Shizuka Kamei, policy chief of the Liberal Democratic Party, said Sunday that Prime Minister Yoshiro Mori should implement the ruling coalition's emergency economic package before the party holds the election to pick his successor.

"Prime Minister Mori should decide on his own when to call the presidential election. If the prime minister thinks it is better to let someone other than him to do it (implement the package), he will be irresponsible," Kamei said on a Fuji TV program.

The remarks by Kamei, who is chairman of the LDP's Policy Research Council, contrast with the view within the LDP that its presidential poll should be called before the package is set in motion.

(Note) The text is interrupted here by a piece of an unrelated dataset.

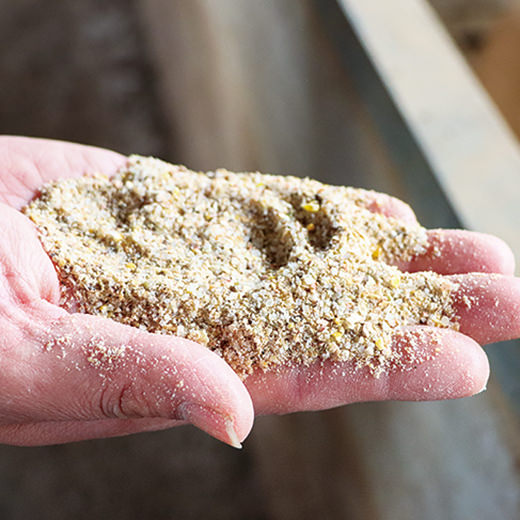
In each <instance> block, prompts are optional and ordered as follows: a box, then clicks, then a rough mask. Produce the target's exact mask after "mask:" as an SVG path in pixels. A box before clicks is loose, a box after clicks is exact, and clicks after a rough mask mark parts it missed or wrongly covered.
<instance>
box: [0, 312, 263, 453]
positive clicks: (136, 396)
mask: <svg viewBox="0 0 520 520" xmlns="http://www.w3.org/2000/svg"><path fill="white" fill-rule="evenodd" d="M49 307H51V306H50V305H49ZM40 323H41V321H40ZM34 329H35V327H34V326H33V330H34ZM30 341H31V342H32V345H33V350H32V352H30V355H29V354H28V353H27V350H28V347H25V346H24V349H23V354H22V356H23V359H22V360H21V361H20V360H18V361H17V363H16V364H14V363H11V365H14V366H11V365H10V366H8V367H7V368H10V370H5V371H4V373H2V374H1V375H0V382H1V384H2V388H3V389H13V390H11V394H12V395H10V399H6V400H5V401H7V402H9V403H10V405H9V409H8V410H2V412H3V422H4V424H5V423H6V422H8V423H14V422H16V423H23V422H44V421H71V420H80V421H81V420H83V421H92V420H97V419H112V418H114V419H116V418H120V419H132V418H141V417H148V418H164V419H174V420H184V421H188V422H190V423H192V424H194V425H195V426H197V427H198V428H200V429H202V430H204V431H206V432H208V433H210V434H211V435H213V436H215V437H217V438H218V439H220V440H223V441H224V442H228V443H229V444H232V445H237V444H238V443H239V442H240V441H241V440H242V439H243V438H244V437H245V436H246V435H247V433H248V432H249V430H250V428H251V426H252V421H253V409H252V404H251V400H250V397H249V394H248V393H247V390H246V389H245V387H244V385H243V384H242V382H241V381H240V379H239V378H238V376H237V375H236V374H235V373H234V372H233V370H232V369H231V368H230V367H229V366H228V365H227V364H226V363H225V362H224V361H223V360H222V359H221V358H219V357H218V356H216V355H215V354H213V353H212V352H211V351H210V350H208V349H206V348H204V347H202V346H200V345H197V344H196V343H193V342H191V341H188V340H184V339H181V338H175V337H173V336H166V335H159V334H150V333H147V332H144V331H141V330H139V329H136V328H133V327H128V326H125V325H121V324H118V323H116V322H113V321H111V320H107V319H103V318H99V317H94V316H88V315H81V314H73V315H69V314H67V313H64V312H63V314H60V316H59V317H58V318H53V319H52V320H51V323H50V324H49V325H47V326H46V328H45V329H43V330H40V331H39V332H38V333H32V335H31V337H30ZM18 350H20V349H18ZM27 389H29V391H30V393H29V394H28V393H27ZM5 401H4V402H5Z"/></svg>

"The emergency economic package will be high on the agenda at the Japan-U.S. summit. He (Mori) cannot say 'I will not do it and advance it (the LDP presidential poll)' after pledging to carry it out at the summit," Kamei said.

The LDP presidential election was originally set for September, but Mori, facing increasing pressure to resign, moved it up. Many LDP members are worried that the LDP will lose the House of Councilors election in July due to Mori's extremely low popularity.

Mori is slated to hold his first summit with U.S. President George W. Bush at the White House today.

Kamei nudges BOJ

Shizuka Kamei, policy chief of the Liberal Democratic Party, said Sunday he expects the Bank of Japan's policy-setting panel to reinstate the so-called "zero-interest-rate" policy at its meeting today.

"I think it should be revived, and the situation is moving in that direction," Kamei said on a Fuji TV program.

Kamei, who is chairman of the LDP's Policy Research Council, metBOJ Gov. Masaru Hayami at a meeting of top economic policymakers last Friday and told him that the central bank should make a brave decision to relax monetary policy quantitatively so as to boost liquidity in the financial markets.

Kamei said he also told Hayami that the central bank should completely fulfill its responsibilities.

The nine-member BOJ Policy Board is slated to meet today amid speculation it will vote in favor of a further relaxation of its already loose monetary policy, with a possible return to the zero-rate policy.

Under that policy, which was in effect between February 1999 and last August, the BOJ guided the closely watched unsecured overnight call money rate to nearly zero.